Here are the steps you need to take as soon as you suspect that your parent(s) have been the victims of Identity Theft:
1. Notify one of the Credit Reporting Companies, Experian, Equifax, or TransUnion (you need Financial POA to do so on behalf of your parent or you can help them do so on their own). When you notify one, it will notify the other two for you.
2. Establish fraud alerts.
1. A fraud alert means that every time a creditor wants to check your parent's credit report, it will need to call you. A fraud alert will be effective for 90 days.
3. Instruct the credit bureaus to block information about the fraudulent accounts from future reports.
4. Also ask them to remove inquiries that appeared due to fraudulent requests.
5. Credit bureaus also allow you to request a freezing of credit reports which means no one will be able to access it. The security freeze is free to victims of identity theft in most states.
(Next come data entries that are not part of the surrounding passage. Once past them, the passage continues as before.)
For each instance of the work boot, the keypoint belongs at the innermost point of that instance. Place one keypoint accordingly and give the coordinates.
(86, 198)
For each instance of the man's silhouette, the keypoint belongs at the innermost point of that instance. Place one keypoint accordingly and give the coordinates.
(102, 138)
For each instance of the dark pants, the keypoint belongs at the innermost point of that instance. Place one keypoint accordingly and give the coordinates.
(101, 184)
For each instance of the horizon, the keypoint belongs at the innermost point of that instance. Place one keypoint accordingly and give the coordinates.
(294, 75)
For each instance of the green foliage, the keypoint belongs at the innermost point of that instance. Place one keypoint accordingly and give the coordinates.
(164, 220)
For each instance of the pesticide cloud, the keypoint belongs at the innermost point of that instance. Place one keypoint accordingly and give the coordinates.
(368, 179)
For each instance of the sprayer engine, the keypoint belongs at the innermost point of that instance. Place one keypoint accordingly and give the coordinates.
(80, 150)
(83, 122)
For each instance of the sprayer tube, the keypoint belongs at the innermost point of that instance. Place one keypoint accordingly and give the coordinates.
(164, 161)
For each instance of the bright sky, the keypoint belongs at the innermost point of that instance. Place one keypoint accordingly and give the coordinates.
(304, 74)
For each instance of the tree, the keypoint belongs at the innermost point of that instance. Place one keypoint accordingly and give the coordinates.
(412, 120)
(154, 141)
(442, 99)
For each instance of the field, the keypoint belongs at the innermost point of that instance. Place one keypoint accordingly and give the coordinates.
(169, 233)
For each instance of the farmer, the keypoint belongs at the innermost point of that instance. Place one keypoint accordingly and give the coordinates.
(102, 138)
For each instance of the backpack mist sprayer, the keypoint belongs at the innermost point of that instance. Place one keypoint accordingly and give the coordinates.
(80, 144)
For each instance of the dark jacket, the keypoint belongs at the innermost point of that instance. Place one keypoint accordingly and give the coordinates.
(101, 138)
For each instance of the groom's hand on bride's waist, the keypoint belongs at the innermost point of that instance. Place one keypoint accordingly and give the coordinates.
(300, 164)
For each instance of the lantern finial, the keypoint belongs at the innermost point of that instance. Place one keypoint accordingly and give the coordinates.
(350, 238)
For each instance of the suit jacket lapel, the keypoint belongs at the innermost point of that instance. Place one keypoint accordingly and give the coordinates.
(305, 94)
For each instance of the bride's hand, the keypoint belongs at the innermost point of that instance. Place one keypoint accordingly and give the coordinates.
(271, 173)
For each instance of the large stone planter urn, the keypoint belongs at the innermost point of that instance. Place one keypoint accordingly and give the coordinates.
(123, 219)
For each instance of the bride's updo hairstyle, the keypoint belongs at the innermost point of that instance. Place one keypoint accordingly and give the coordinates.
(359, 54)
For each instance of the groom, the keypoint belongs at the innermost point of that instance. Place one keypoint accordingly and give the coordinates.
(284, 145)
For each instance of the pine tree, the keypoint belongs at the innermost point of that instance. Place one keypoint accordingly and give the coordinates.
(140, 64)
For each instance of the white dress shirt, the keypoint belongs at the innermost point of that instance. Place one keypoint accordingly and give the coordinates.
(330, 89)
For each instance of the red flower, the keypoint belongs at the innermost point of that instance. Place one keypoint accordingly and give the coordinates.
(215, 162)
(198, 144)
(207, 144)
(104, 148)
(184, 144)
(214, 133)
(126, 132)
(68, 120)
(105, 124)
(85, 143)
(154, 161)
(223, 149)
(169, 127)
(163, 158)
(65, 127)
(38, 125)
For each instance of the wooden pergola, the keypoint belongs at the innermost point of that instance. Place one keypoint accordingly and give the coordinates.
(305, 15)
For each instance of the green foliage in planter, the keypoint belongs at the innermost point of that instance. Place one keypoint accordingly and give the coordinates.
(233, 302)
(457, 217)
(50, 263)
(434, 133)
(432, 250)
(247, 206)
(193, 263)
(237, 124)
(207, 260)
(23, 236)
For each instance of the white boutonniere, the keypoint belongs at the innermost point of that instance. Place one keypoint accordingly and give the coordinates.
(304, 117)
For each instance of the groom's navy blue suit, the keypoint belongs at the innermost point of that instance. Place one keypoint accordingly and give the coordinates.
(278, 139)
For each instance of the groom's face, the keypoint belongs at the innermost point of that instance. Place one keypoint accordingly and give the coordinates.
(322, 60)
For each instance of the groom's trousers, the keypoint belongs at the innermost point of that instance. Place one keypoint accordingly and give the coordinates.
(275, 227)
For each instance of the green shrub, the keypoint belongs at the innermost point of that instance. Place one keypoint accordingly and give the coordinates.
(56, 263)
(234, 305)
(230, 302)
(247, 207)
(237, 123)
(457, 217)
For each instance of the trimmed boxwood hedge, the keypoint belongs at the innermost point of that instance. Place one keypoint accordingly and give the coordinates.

However, the downside is that if your parent needs credit for medical bills etc. it will be more difficult to obtain while the freeze is in effect.
6. Report the crime to your local police department and FTC (Federal Trade Commission)
7. If the credit report shows fraudulent accounts, contact the creditors and notify them of the identity theft. Be sure to request written confirmation by fax or mail.
8. If a bill collector contacted you regarding a fraudulent account, inform it that your parent is a victim of identity theft. Follow up by sending them a fraud affidavit stating your parent is not responsible for the account and that the account needs to be closed immediately.
9. Check if your parent(s) are missing any ATM or Credit cards. If yes, report the lost card to the bank or credit card company that issued it.